“Big Lists” and apologetics

Well, it’s been a couple weeks, and Jeff has not responded [Jeff posted comments below.  I invited him to explain his position further]

As such I’m going to reiterate my basic point (original post is here)s:

1) Big lists are not to “Shock and Awe” they are to prevent apologists from giving answers  that solve one problem, but totally prove the church isn’t true (i.e.

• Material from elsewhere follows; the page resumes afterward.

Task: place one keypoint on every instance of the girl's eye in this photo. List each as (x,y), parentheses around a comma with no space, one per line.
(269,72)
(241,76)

Claiming the Nephites were a tiny subset of central america to avoid the DNA argument, while claiming “Barley” as a hit, or “Quetzalcoatl” as a hit when barley requires the Nephites to be in the South Eastern United States, and we have the DNA samples of people who believed in Quetzalcoatl.

2) Claiming that authors of big lists write “The Big List is loaded with barbed questions that [are not] written in search of a real answer. ” is to presuppose that he can read the minds of the authors.  Knowing several of them, I refute this and suggest it is presumptuous of anyone to ascribe motives to the creation of lists without providing proof of the claim.

3) Attacking a big list as a “Gish Gallop” is just mixing terms up.  A Gish Gallop is an attempt to use up time in a debate.  Large lists that can be researched and provide links to help the truth seeker find details shouldn’t be categorized in the same category.  Indeed, if we provide only one thing that proves the church false, the apologist will say “that’s all they’ve got”.  And if we provide a large list, that is wrong too.  It’s clear that the apologists could easily prove there are no true scotsmen.

4. Jeff Lindsay says

“By the way, for the record, I believe in God and believe that He is the Creator, yet believe that science and religion will ultimately be compatible when properly understood. “

If he doesn’t believe in answering big lists of questions, I doubt he’ll ever see the flaw in his thinking.  If Joseph Smith says the universe is 2.5 billion years old, and science says otherwise, the true scientist must reject Joseph Smith, or else he isn’t a scientist, he’s an apologist.  Mr. Lindsay is a Chemical Engineer, and yet speaks frequently as an authority on MesoAmerican history, Mayan folklore, and early church anthropology.  Now I’m not an anthropologist either, we’re both guys out on the internet stating a view.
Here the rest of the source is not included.